Towards computational design of catalyst layers for polymer electrolyte membrane fuel cells: linking multi-scale modeling and additive manufacturing

聚合物电解质膜燃料电池催化剂层的计算设计：连接多尺度建模和增材制造

• 批准号: 563665-2021
• 负责人: SecanellGallart, Marc
• 金额: $ 3.64万
• 依托单位: University of Alberta
• 依托单位国家: 加拿大
• 项目类别: Alliance Grants
• 财政年份: 2021
• 资助国家: 加拿大
• 起止时间: 2021-01-01 至 2022-12-31
• 项目状态: 已结题
• 来源: https://www.nserc-crsng.gc.ca/ase-oro/Details-Detailles_eng.asp?id=719688
• 关键词: Towards; computational; design; catalyst; layers

The vision of more than five million proton exchange membrane fuel cell (PEMFC) electric vehicles by 2050 of the Canadian Hydrogen Strategy and wider applications in the mobility sector ranging from passenger to heavy duty, marine and air traffic anticipated in the German Hydrogen Strategy requires further development of the PEMFC technology. The broader economic penetration of PEMFCs is mainly prevented by the high cost of the very expensive platinum used as the standard catalyst, which represents approximately 42% of the overall system costs. The high loading is mainly attributed to the cathode electrode where the sluggish oxygen reduction reaction (ORR) takes place. Consequently, an advanced catalyst layer (CL) structure is crucial for an optimized Pt utilization and thus to achieve cost targets of PEMFC. The overall objective of this project is to assess the feasibility of reducing the cost of cathode CLs for PEMFCs by developing advanced CLs with non-uniform catalyst distribution. In order to develop the proposed electrodes, the expertise and recent advancements in fabrication, characterization and testing at the University of Alberta (Edmonton, Canada) and Deutsches Zentrum für Luft- und Raumfahrt (DLR), Institute of Engineering Thermodynamics and Departments of Electrochemical Energy Technology and Computational Electrochemistry (Oldenburg and Stuttgart, Germany), will be leveraged. Catalyst layer with non-uniform catalyst distribution will be manufacture with the inkjet printing technology at UAlberta. The electrodes will then be characterized and tested using the advanced computer tomography and electron microscopy techniques, and the segmented cell fuel cell hardware at DLR. Graduate students and researchers in the project will share their findings by attending two international conferences one in Germany and one in Canada where a public workshop will also be organized to share the outcomes of this project with academics, government and industry stakeholders.

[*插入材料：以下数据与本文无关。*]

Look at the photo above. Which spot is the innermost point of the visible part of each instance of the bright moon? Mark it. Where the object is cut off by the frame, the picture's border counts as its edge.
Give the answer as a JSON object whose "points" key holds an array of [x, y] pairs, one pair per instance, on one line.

到2050年超过500万辆质子交换膜燃料电池(PEMFC)电动汽车的愿景，以及德国氢战略中预期的在从客运到重型、海运和空中交通等机动性领域的更广泛应用，都需要进一步开发PEMFC技术。质子交换膜燃料电池更广泛的经济渗透主要是因为用作标准催化剂的非常昂贵的铂的成本很高，约占整个系统成本的42%。负载量高的主要原因是阴极发生缓慢的氧还原反应(ORR)。因此，先进的催化剂层(CL)结构对于优化铂的利用，从而实现PEMFC的成本目标至关重要。该项目的总体目标是评估通过开发催化剂分布不均匀的先进阴极CLS来降低PEMFC阴极CLS成本的可行性。为了开发提议的电极，将利用阿尔伯塔大学(加拿大埃德蒙顿)和德国洛夫特和劳姆法特中心(DLR)、工程热力学研究所以及电化学能源技术和计算电化学系(德国奥尔登堡和斯图加特)在制造、表征和测试方面的专门知识和最新进展。催化剂分布不均匀的催化层将在UAlberta使用喷墨打印技术制造。然后，将使用先进的计算机断层扫描和电子显微镜技术以及DLR的分段燃料电池硬件对电极进行表征和测试。参与该项目的研究生和研究人员将通过参加两个国际会议来分享他们的发现，一个在德国，一个在加拿大，在那里还将组织一个公开研讨会，与学术界、政府和行业利益攸关方分享该项目的成果。